Three brave advertisers (Sony, Gillette, and Disney-Pixar) are attempting to target these early adopters'while paying a 30-40% premium for a 3-D spot. ESPN's 3-D channel premiered the first ads which were designed specifically for live 3-D programming on June 11th. Their experiment with 3-D ads is just the beginning. The television networks, the cable providers, the hardware producers, the ad producers, and the consumers must all be on board in order for this technology to take off.
Consumers love iPad advertisements. The average user's interaction time with an iPad ad is 30 seconds and click-through rates have run between .9% and 1.5% (6x the traditional web benchmark for click-to-expand ads). Currently, we can only speak for the early adopters who are enamored with the device's functionality: including the interactive ads it serves them.
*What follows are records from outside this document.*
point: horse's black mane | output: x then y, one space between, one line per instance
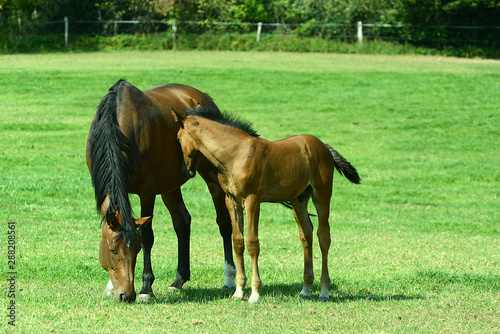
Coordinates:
112 158
224 118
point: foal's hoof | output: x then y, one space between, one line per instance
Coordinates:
173 289
145 298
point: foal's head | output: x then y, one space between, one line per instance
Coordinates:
188 144
119 256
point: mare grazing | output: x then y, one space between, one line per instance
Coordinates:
253 170
132 148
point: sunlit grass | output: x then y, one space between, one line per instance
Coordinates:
414 247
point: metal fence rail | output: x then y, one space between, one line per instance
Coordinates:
359 32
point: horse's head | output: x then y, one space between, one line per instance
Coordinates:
119 257
188 144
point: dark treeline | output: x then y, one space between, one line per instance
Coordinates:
433 23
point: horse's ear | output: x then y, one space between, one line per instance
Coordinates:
178 118
143 221
112 220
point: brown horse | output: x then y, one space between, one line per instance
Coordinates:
132 148
253 170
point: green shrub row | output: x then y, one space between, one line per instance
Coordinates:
229 42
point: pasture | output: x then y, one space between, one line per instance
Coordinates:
415 247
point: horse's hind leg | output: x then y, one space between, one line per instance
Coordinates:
223 220
252 207
147 237
236 213
306 237
181 220
321 200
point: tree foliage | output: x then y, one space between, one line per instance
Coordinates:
425 19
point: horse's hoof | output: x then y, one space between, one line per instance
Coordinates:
173 289
145 298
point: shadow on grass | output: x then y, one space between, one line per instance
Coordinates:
281 292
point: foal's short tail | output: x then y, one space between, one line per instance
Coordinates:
344 167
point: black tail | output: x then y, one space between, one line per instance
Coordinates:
112 155
344 167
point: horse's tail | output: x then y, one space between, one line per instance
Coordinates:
112 155
344 167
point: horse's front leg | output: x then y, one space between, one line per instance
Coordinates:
209 174
147 239
182 225
236 213
252 207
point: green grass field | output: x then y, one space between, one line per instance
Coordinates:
415 247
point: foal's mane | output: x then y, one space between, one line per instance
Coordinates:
224 118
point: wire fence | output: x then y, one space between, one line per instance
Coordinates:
488 36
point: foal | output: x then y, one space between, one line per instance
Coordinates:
253 170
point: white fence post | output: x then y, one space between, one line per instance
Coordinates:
259 31
174 30
360 32
66 32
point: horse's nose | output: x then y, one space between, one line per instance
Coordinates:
123 297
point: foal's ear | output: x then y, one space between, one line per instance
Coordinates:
178 118
143 221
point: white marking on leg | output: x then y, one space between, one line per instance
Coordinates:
306 292
238 294
254 297
324 295
230 275
108 291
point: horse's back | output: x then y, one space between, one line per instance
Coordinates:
179 97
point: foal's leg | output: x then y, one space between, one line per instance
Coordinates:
252 207
181 220
321 200
147 236
306 237
209 174
236 213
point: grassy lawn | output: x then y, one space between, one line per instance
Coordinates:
415 247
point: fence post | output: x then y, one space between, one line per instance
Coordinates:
174 30
360 33
259 30
66 32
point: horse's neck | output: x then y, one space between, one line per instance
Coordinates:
219 146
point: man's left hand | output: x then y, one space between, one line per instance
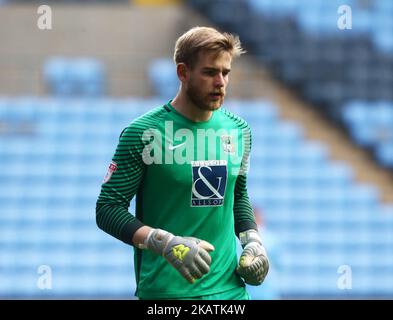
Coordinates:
253 264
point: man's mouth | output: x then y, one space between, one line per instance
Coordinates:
216 95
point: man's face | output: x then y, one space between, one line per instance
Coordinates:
206 82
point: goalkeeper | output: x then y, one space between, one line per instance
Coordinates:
191 195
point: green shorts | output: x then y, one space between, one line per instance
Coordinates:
238 293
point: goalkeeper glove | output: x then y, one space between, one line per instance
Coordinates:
253 263
188 255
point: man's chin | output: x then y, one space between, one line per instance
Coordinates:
215 105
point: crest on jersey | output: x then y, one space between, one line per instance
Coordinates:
228 144
209 180
112 168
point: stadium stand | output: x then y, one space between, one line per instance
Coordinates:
55 150
323 217
301 44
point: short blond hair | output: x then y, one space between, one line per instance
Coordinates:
196 39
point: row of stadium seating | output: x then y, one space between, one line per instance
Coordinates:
371 126
322 217
74 76
301 44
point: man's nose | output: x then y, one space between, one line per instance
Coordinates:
219 80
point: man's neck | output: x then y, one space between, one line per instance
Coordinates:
188 109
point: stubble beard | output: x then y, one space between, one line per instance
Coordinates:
202 101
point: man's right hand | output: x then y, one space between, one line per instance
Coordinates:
190 256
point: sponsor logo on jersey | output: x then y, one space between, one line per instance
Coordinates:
228 144
209 179
112 168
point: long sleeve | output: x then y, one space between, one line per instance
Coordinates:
242 208
125 176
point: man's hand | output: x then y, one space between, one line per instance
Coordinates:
253 263
190 256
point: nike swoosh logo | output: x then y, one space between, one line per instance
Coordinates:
172 147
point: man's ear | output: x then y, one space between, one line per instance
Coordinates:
182 72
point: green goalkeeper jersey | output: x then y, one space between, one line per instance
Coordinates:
189 178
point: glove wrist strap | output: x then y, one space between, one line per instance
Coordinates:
249 236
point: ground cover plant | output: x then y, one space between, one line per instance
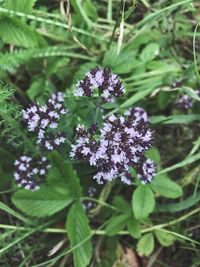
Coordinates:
99 126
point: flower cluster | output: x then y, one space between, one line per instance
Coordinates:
185 101
139 114
28 172
42 119
119 145
108 84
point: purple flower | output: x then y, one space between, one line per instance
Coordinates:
138 114
42 119
108 84
146 171
184 102
113 149
28 172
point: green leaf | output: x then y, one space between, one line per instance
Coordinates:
45 202
149 52
165 239
145 245
116 224
25 6
36 88
176 207
63 173
134 228
142 202
175 119
90 9
79 234
15 32
119 63
166 187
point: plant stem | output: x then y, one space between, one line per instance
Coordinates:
102 232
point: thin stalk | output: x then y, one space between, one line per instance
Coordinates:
103 232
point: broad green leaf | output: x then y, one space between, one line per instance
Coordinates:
145 245
116 224
62 173
15 32
12 212
134 228
121 63
121 204
79 234
25 6
45 202
175 119
165 239
149 52
166 187
142 202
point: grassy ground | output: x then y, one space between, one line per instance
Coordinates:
46 46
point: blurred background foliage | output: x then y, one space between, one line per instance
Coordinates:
47 46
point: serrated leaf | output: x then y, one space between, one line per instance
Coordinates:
166 187
45 202
15 32
116 224
79 234
145 245
165 239
142 202
134 228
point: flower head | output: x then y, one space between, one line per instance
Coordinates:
42 119
184 102
108 84
28 172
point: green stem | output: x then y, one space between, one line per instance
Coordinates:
102 232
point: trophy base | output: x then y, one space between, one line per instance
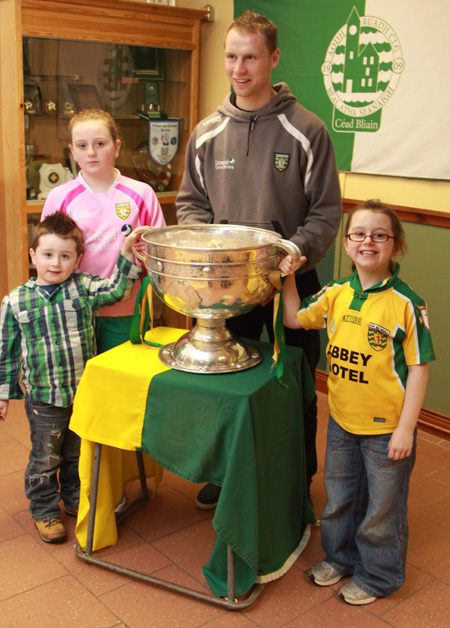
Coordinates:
209 348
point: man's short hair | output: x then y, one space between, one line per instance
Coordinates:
61 225
250 22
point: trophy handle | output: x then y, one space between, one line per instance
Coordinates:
290 249
141 230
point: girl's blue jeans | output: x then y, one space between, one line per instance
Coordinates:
54 447
364 525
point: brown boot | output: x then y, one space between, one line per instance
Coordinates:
52 530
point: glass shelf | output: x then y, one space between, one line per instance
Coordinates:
62 77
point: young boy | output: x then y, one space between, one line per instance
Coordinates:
49 323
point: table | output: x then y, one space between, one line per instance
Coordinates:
243 431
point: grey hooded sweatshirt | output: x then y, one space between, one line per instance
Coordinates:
273 168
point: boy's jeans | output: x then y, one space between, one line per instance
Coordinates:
364 525
53 447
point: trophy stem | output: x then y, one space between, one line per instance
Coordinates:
209 348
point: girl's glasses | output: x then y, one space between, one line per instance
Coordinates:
358 236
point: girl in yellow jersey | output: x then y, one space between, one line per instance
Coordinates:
379 347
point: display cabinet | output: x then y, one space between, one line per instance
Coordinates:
136 60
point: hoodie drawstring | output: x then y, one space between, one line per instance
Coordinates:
251 126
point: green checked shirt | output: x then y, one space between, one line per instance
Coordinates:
54 333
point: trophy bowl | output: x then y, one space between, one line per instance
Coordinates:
212 272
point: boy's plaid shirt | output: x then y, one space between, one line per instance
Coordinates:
54 333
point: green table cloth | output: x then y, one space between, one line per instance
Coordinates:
242 431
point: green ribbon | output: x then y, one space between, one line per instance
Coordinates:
279 354
143 315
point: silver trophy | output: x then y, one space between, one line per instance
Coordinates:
212 272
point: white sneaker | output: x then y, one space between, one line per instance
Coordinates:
325 575
352 594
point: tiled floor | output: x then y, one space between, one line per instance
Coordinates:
47 585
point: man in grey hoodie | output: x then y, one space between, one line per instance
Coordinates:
263 160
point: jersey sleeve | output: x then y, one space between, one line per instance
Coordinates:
150 213
50 205
417 346
313 312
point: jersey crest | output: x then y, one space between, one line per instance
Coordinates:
377 337
422 313
281 161
123 210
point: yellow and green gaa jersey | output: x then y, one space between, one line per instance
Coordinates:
374 335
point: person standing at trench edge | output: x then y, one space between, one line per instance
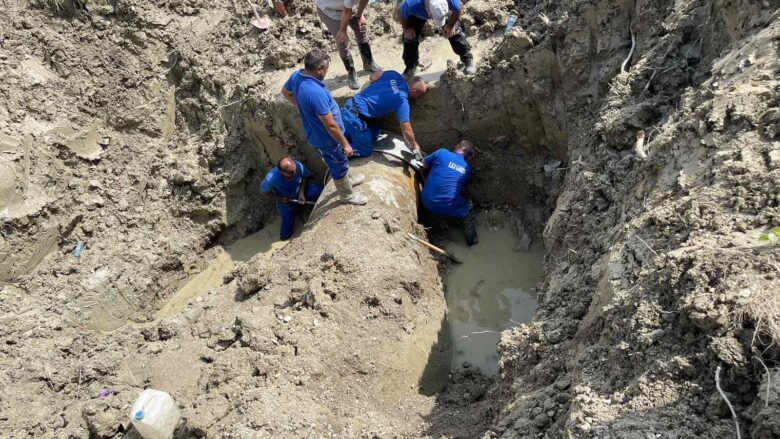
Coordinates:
337 15
288 184
322 122
448 172
445 15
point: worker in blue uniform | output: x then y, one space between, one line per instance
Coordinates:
288 183
442 193
388 92
322 122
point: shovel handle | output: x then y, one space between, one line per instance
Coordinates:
431 246
254 9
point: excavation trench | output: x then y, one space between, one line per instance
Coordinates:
494 289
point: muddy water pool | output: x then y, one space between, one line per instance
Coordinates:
490 291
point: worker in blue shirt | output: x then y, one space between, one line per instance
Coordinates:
288 184
445 15
448 172
322 123
388 92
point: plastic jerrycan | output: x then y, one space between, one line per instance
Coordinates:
154 414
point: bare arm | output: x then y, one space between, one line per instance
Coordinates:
289 96
454 16
408 133
302 192
334 130
275 197
361 7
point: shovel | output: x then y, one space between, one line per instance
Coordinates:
434 248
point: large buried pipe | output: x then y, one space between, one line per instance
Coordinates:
367 317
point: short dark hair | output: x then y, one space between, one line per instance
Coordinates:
279 163
315 59
468 148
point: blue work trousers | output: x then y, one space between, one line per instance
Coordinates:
360 132
336 160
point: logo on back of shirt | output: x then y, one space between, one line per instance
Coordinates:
394 86
457 167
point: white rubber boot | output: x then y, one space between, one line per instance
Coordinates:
356 179
347 194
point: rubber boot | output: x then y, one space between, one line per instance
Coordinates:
470 228
349 64
344 188
468 66
368 59
409 72
356 179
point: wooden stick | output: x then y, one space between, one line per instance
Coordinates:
432 247
725 398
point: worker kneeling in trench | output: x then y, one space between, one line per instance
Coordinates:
288 183
388 93
448 172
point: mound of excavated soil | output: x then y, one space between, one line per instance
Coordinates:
143 130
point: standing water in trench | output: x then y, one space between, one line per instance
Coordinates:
490 291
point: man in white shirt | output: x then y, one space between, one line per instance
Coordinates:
337 15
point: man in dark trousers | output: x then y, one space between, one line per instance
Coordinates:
448 172
445 15
322 123
337 15
387 93
288 184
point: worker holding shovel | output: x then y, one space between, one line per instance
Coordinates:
288 183
322 122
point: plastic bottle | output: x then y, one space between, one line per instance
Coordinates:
154 414
78 249
510 22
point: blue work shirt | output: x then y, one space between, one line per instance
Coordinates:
442 191
314 100
387 94
274 182
417 8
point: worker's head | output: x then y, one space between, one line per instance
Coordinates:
439 11
287 167
316 63
417 87
467 148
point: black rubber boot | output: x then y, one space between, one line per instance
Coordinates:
368 59
470 228
349 64
409 72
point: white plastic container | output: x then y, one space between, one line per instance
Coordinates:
154 414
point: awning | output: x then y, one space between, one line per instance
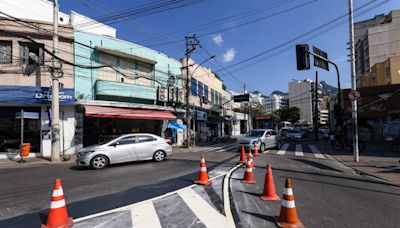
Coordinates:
126 113
174 125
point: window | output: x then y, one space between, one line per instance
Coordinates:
26 48
206 92
212 96
145 138
5 52
194 87
200 88
127 140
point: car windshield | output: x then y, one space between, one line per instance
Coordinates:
255 133
294 131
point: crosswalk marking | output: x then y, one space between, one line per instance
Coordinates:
206 213
316 152
145 215
299 150
283 149
266 152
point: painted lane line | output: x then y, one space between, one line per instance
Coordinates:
316 152
204 211
145 215
227 203
128 207
283 149
299 150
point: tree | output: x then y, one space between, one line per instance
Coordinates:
291 114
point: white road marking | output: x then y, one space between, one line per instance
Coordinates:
145 215
316 152
283 149
204 211
299 150
266 152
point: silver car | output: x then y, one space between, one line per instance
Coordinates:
126 148
260 138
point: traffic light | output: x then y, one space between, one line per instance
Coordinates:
303 57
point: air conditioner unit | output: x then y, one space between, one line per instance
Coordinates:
180 95
171 94
162 94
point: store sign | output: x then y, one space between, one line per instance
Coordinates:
34 95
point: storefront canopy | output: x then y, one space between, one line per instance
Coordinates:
174 125
126 113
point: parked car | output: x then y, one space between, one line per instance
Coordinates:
260 138
294 134
125 148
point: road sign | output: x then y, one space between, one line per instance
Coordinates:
319 62
241 98
354 95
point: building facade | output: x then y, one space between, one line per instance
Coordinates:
25 86
376 40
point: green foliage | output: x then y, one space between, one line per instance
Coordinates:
291 114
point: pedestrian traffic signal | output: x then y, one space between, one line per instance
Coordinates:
303 57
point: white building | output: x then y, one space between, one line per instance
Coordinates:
274 102
301 95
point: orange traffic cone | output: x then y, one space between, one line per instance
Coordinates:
203 176
288 216
243 156
269 186
256 151
248 173
58 215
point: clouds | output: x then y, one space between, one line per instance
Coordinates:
229 55
218 40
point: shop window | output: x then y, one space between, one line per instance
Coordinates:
26 48
200 88
5 52
194 87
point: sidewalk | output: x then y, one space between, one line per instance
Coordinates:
375 160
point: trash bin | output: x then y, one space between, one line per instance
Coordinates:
25 148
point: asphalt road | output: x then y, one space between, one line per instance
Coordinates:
25 192
327 194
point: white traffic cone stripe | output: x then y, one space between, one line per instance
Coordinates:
288 204
57 204
288 191
58 192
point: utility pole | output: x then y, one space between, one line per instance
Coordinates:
55 106
316 106
353 84
191 43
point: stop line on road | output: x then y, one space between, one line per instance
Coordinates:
298 151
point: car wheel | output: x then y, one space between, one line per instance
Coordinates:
99 162
262 148
159 156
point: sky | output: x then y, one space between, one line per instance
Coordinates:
264 32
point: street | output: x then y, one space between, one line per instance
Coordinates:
327 194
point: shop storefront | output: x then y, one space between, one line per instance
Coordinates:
37 131
101 123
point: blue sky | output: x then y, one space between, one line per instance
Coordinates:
232 43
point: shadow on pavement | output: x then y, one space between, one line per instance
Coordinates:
345 186
261 216
316 164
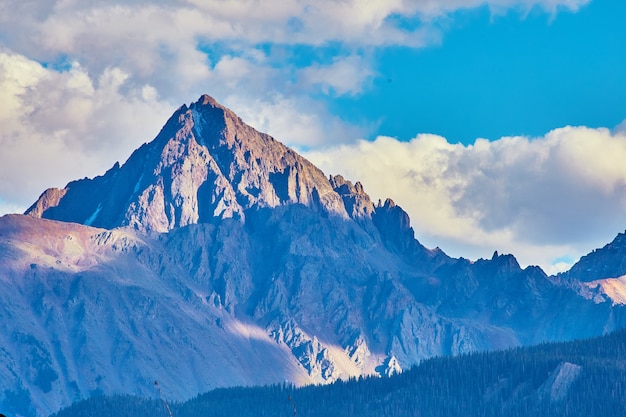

But as publishers begin to experiment with the iPad and discover new methods to engage their user (see: Time's already evolving iPad application), mainstream participation could be in sight.
Despite this success, similar to what was discovered during the early days of the Internet, an improved method for measuring participation must be established: click-through rates are no longer relevant. A new tool from comScore, for example, tracks what happens after a customer views an ad (do they do a product search? do they visit a B&M store?) by cross-referencing their metrics with offline data. If we continue to measure ad success based soley on CTRs, what will happen when the iPad becomes mainstream? CTRs will seem to deflate while that might not be a true indicator of a decrease in engagement.